Chapter 3: Advantages of an SE

  • Benefits:
    • The European company is advantageous for its mobilityas its registered office can be transferred to another member state without causing dissolution or the creation of a new legal entity.
    • The European company offers the benefit of facilitating cross-border mergers within the community, enabling company restructuring. This is especially advantageous for banking and insurance entities, as it facilitates the rationalization of internal structures and streamlines legal organization, resulting in reduced administrative expenses. The SE, therefore, enables the uniform establishment of management and control entities.
    • The possibility of establishing one or more subsidiaries, which will also be European companies themselves.
    • Simplifying the methods of transferring the SE’s registered office enables advantageous tax domicile selection. However, for better oversight in tax fraud, the SE must be registered in the member state of its actual administration (i.e., where it is managed).
    • The security of law materialized through this new uniform legal form offers increased security for investors, especially in the new states of the European Union.
    • Cost savings in operating such an entity are also important, as a uniform legal form allows for reduced administrative costs.
    • The label's description “European company” serves as a symbol and plays a significant role in marketing and strengthening relationships between commercial companies formed under the diverse laws of the member states of the community.
    • Worker involvement in the SE will be an opportunity for them to have their role in the company recognized and, additionally, their status as European citizens.

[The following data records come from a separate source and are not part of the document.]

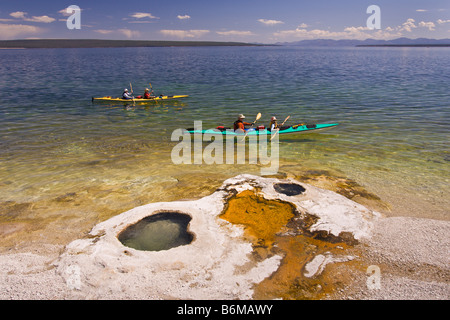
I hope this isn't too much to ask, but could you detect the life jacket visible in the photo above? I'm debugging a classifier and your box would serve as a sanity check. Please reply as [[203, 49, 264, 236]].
[[234, 120, 245, 131]]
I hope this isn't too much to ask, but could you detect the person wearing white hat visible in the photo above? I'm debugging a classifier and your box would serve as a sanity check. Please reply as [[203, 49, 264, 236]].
[[122, 88, 134, 99], [234, 114, 253, 131], [270, 116, 278, 131]]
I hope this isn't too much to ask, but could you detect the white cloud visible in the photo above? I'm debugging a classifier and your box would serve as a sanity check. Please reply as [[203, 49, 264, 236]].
[[0, 23, 44, 40], [9, 11, 56, 23], [117, 29, 141, 39], [216, 30, 254, 36], [94, 29, 141, 39], [399, 18, 417, 32], [419, 21, 436, 31], [130, 12, 159, 19], [9, 11, 27, 20], [258, 19, 284, 26], [160, 30, 209, 38]]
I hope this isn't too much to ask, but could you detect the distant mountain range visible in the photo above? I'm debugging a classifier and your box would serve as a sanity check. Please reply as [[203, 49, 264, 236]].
[[276, 38, 450, 47]]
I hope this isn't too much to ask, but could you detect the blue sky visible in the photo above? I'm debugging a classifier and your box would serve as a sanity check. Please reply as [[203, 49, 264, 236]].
[[0, 0, 450, 43]]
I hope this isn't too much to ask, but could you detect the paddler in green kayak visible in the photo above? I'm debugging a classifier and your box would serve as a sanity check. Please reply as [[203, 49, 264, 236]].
[[269, 116, 278, 131], [144, 88, 155, 99], [234, 114, 254, 132]]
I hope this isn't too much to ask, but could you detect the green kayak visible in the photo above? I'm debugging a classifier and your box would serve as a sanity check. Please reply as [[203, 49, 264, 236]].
[[186, 123, 339, 136]]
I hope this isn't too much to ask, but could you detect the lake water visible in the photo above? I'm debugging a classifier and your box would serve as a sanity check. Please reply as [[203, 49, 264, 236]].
[[0, 47, 450, 247]]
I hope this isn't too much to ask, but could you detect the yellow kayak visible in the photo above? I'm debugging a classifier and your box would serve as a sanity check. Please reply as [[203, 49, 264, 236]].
[[92, 95, 189, 103]]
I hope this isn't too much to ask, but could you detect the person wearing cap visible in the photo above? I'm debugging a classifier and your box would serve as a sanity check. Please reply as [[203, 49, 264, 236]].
[[144, 88, 155, 99], [234, 114, 253, 131], [269, 116, 278, 131], [122, 88, 134, 99]]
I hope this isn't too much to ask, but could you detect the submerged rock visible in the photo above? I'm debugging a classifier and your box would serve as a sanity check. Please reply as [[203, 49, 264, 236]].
[[55, 175, 380, 299]]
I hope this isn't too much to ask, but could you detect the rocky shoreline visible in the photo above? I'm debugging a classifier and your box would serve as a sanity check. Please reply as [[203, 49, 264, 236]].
[[0, 175, 450, 300]]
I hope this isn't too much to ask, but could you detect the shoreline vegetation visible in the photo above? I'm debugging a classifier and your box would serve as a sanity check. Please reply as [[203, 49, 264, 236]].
[[0, 39, 263, 49]]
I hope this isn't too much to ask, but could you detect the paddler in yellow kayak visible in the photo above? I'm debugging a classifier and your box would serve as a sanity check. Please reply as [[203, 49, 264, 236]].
[[122, 88, 134, 100]]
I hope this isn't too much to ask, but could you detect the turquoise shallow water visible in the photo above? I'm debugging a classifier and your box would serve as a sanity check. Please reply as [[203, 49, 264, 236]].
[[0, 47, 450, 248]]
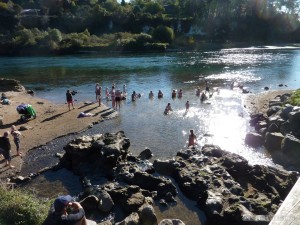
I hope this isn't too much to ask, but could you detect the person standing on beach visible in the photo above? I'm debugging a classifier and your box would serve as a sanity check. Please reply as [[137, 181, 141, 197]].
[[116, 89, 122, 109], [178, 89, 183, 98], [0, 131, 14, 168], [105, 88, 110, 101], [110, 84, 116, 108], [205, 80, 210, 94], [10, 125, 22, 157], [95, 83, 99, 101], [123, 84, 127, 95], [188, 130, 197, 147], [66, 90, 74, 111], [185, 101, 190, 113], [95, 83, 102, 106]]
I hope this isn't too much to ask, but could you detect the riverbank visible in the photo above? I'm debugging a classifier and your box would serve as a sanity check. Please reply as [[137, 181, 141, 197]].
[[0, 87, 292, 178], [242, 90, 293, 114], [0, 91, 116, 178]]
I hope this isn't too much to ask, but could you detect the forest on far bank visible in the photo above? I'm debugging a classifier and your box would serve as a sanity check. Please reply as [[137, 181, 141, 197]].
[[0, 0, 300, 55]]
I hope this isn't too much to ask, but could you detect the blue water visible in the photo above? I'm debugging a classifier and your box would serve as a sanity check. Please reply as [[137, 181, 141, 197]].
[[0, 47, 300, 164]]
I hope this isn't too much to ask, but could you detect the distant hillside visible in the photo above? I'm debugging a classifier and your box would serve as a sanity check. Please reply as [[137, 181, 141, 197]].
[[0, 0, 300, 55]]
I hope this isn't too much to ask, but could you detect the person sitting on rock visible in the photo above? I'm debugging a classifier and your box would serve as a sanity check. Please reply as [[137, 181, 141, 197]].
[[0, 131, 14, 168], [1, 93, 10, 105], [50, 195, 87, 225]]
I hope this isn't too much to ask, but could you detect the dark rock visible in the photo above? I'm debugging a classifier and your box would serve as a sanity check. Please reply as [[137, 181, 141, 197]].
[[249, 113, 266, 126], [0, 78, 25, 92], [268, 123, 279, 133], [138, 148, 153, 160], [258, 127, 267, 138], [288, 111, 300, 137], [280, 104, 294, 120], [265, 132, 284, 151], [255, 121, 267, 131], [280, 121, 292, 135], [281, 134, 300, 160], [80, 195, 99, 211], [153, 159, 179, 176], [115, 212, 140, 225], [98, 190, 114, 213], [159, 199, 168, 206], [267, 105, 282, 116], [138, 204, 158, 225], [245, 132, 264, 147]]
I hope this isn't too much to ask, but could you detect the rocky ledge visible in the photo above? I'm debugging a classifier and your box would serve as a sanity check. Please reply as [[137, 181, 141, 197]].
[[245, 91, 300, 167], [21, 131, 298, 225]]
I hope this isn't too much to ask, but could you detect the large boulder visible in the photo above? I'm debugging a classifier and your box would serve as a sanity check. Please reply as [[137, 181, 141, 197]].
[[289, 110, 300, 137], [61, 131, 130, 173], [115, 212, 140, 225], [138, 204, 158, 225], [153, 159, 179, 176]]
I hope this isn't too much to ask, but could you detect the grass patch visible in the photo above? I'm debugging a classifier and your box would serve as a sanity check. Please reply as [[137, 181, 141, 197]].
[[290, 89, 300, 106], [0, 185, 50, 225]]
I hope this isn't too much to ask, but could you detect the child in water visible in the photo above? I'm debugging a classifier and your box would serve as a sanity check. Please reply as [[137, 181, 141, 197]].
[[164, 103, 173, 115], [188, 130, 197, 147]]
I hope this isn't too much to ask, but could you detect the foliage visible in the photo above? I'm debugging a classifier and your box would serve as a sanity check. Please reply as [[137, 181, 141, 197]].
[[152, 26, 175, 43], [290, 89, 300, 106], [0, 0, 300, 54], [0, 185, 49, 225]]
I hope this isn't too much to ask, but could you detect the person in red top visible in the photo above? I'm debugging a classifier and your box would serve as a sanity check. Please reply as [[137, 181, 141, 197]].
[[0, 131, 14, 168], [188, 130, 197, 147], [66, 90, 74, 111]]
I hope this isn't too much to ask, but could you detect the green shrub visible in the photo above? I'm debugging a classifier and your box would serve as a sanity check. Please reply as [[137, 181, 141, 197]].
[[152, 26, 175, 43], [290, 89, 300, 105], [0, 187, 50, 225]]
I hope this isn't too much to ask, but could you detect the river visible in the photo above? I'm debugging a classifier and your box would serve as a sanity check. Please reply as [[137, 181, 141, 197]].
[[0, 46, 300, 224]]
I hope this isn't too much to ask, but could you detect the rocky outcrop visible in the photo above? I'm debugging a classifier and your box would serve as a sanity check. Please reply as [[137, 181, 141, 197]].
[[174, 146, 297, 224], [61, 131, 130, 174], [245, 94, 300, 165], [0, 78, 25, 92], [52, 132, 298, 225]]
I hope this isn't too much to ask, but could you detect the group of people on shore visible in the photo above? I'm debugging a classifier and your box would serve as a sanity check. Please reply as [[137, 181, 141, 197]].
[[0, 125, 22, 168]]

Chapter 4: Dissolution & Rules for European companies in each country

  • In regards to liquidation, dissolution, insolvency, and cessation of payments, your European company must comply with the rules applicable in the European country where the company is registered.
  • Rules for European companies in each country: in all EU countries, European companies are generally subject to the same European rules. However, depending on the country where your European company is established, there may be different rules regarding certain aspects – for example, which authorities you need to contact and what employee participation methods you need to apply.
  • Accounting rules: You will need to comply with the accounting rules applicable to joint-stock companies in the EU country where your company is registered.

Conclusion: The Societas Europaea – A Modern Vehicle for European Business Integration

  • The Societas Europaea (SE) represents a significant advancement in European corporate integration, combining mobility, legal harmony, and operational efficiency. It offers a flexible framework for cross-border expansion, simplifying mergers and administrative processes, and reducing costs. Emphasizing worker involvement, the SE aligns with European values of inclusivity and unity. Its adaptability to various national legal requirements makes it an ideal choice for businesses aiming to capitalize on the diverse European market, enhancing growth and stability in the EU's dynamic economic landscape.